Manual restarts reset the counter: lynxpm restart <id> clears the restart count and backoff timer. --max-restarts only caps the crash loop, not manual operator actions.
Visibility: in system mode, processes are visible to anyone in the lynxadm group. In user mode (lynxd &), each user has a private daemon — no cross-user visibility.

Environment variables

User mode — the process inherits the full environment of the user running lynxpm start.
System mode — the daemon is run by the lynx system user and does not forward its caller’s env (prevents leaking AWS_* / DATABASE_URL / etc.). Whitelisted: PATH, HOME, USER, LOGNAME, SHELL, PWD, LANG, LC_*, TERM, TZ, TMPDIR, XDG_*. Anything else must come from --env-file or AppSpec.Env.

Security

Secrets stay off disk: values loaded via --env-file are injected into the process env but not written into the AppSpec JSON in ~/.config/lynx/apps/. No plaintext credentials on-disk in the spec.
--shell is gated: accepted in user mode only.
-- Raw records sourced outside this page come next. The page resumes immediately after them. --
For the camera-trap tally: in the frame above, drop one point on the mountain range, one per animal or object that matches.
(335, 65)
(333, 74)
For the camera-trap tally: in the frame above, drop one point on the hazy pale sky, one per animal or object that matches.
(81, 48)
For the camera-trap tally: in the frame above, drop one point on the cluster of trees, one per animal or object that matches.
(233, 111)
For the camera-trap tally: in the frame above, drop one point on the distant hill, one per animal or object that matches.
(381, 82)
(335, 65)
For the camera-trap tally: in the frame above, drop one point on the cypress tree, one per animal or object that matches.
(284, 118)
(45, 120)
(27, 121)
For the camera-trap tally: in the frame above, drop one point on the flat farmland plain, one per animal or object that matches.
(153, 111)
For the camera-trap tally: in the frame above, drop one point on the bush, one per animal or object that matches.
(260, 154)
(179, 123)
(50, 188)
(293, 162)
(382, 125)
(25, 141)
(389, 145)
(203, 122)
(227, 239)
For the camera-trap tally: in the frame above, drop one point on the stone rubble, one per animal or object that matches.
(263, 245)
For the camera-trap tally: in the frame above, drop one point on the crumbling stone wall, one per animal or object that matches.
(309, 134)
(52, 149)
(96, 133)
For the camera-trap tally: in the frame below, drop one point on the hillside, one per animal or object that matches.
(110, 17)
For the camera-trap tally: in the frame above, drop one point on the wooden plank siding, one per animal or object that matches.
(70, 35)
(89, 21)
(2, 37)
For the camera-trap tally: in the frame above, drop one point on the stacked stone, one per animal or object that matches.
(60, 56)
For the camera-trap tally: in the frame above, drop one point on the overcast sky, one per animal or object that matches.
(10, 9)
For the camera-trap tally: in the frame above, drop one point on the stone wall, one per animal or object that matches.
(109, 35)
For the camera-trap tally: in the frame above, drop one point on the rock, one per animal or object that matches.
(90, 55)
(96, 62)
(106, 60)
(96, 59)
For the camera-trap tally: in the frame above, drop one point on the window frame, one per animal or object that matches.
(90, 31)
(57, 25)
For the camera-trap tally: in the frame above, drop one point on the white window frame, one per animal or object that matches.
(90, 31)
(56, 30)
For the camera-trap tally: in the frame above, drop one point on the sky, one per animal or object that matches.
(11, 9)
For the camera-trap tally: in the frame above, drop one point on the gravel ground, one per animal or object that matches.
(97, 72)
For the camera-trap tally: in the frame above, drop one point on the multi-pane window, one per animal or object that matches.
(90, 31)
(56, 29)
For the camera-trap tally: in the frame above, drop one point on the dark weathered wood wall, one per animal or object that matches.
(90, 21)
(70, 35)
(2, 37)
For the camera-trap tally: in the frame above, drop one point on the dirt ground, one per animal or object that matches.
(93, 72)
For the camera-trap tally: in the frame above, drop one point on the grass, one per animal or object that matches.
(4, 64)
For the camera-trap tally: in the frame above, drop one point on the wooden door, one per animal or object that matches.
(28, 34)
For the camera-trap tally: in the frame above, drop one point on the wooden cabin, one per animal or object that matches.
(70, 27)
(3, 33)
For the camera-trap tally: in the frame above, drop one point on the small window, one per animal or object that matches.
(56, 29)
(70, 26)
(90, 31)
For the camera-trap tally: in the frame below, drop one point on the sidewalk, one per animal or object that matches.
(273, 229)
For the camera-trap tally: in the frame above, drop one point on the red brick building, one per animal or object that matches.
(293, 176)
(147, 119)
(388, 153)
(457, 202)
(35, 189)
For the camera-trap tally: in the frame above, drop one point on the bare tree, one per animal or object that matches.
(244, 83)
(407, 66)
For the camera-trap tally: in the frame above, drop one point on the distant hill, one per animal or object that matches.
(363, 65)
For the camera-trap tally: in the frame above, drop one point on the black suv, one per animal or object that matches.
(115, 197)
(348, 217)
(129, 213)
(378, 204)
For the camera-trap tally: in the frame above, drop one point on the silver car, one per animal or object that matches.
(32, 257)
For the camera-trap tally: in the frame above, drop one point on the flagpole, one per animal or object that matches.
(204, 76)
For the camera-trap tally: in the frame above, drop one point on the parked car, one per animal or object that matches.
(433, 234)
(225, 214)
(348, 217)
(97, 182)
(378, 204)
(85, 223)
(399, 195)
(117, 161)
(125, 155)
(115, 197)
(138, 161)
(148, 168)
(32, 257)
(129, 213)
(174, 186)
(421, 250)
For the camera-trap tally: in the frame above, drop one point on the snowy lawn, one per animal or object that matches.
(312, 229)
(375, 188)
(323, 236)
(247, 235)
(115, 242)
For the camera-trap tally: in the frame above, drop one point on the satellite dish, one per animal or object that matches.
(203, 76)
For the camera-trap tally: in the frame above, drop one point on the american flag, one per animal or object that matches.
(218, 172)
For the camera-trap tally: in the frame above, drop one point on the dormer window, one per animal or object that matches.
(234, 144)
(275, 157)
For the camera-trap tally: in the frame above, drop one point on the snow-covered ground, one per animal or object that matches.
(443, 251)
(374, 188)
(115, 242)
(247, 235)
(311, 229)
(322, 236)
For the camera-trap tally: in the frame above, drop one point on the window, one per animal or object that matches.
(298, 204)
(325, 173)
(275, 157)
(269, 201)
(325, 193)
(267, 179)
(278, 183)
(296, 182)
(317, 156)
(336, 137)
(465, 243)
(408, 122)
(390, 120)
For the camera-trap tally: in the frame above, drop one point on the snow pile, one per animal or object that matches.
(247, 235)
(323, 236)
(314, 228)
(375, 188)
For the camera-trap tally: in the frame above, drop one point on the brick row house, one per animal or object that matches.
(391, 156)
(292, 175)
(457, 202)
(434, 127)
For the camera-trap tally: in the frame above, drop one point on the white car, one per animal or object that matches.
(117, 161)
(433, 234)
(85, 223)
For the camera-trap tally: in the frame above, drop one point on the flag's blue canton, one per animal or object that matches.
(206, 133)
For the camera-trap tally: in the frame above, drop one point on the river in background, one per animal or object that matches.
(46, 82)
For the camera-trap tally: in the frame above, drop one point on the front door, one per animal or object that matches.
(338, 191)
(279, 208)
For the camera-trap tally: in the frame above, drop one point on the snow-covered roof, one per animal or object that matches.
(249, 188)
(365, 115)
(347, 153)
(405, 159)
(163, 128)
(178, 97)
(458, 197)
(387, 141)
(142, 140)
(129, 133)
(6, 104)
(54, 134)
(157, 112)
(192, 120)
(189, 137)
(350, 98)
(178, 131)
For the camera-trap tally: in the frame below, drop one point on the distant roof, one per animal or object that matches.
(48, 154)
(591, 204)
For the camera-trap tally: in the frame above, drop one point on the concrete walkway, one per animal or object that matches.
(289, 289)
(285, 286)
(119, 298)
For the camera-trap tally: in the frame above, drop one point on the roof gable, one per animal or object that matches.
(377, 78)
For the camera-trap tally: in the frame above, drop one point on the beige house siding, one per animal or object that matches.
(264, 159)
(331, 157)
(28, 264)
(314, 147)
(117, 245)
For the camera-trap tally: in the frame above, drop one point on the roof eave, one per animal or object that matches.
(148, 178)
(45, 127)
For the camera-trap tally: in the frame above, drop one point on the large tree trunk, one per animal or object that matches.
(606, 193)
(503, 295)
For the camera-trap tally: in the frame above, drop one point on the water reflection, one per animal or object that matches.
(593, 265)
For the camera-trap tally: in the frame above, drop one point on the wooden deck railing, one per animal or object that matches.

System mode refuses it — shell evaluation of an attacker-controlled string against the daemon’s privileges is the exact footgun the hardening model rules out.

Isolation picker:

Mode	Works in	Trade-off
`self` (default)	user + system	Zero overhead. No containment — the process inherits the daemon user.
`dynamic`	system only	Strongest. `systemd-run` wraps the process: transient UID/GID, `ProtectSystem=strict`, `PrivateTmp`, `ProtectHome=yes`, `NoNewPrivileges`. Secrets pass via `LoadCredential` — `/proc/<pid>/environ` shows nothing. Recommended for network-facing prod services.
`sandbox`	user + system	User-namespace + landlock. Blocks writes outside `cwd` + `/tmp`. No root or polkit needed.

In --isolation dynamic --env-file … Lynx stages the file at /var/lib/lynx-pm/creds/<id>/env (0600, daemon-owned) and exposes it via systemd credentials — a small internal wrapper reads the credential and execs your command.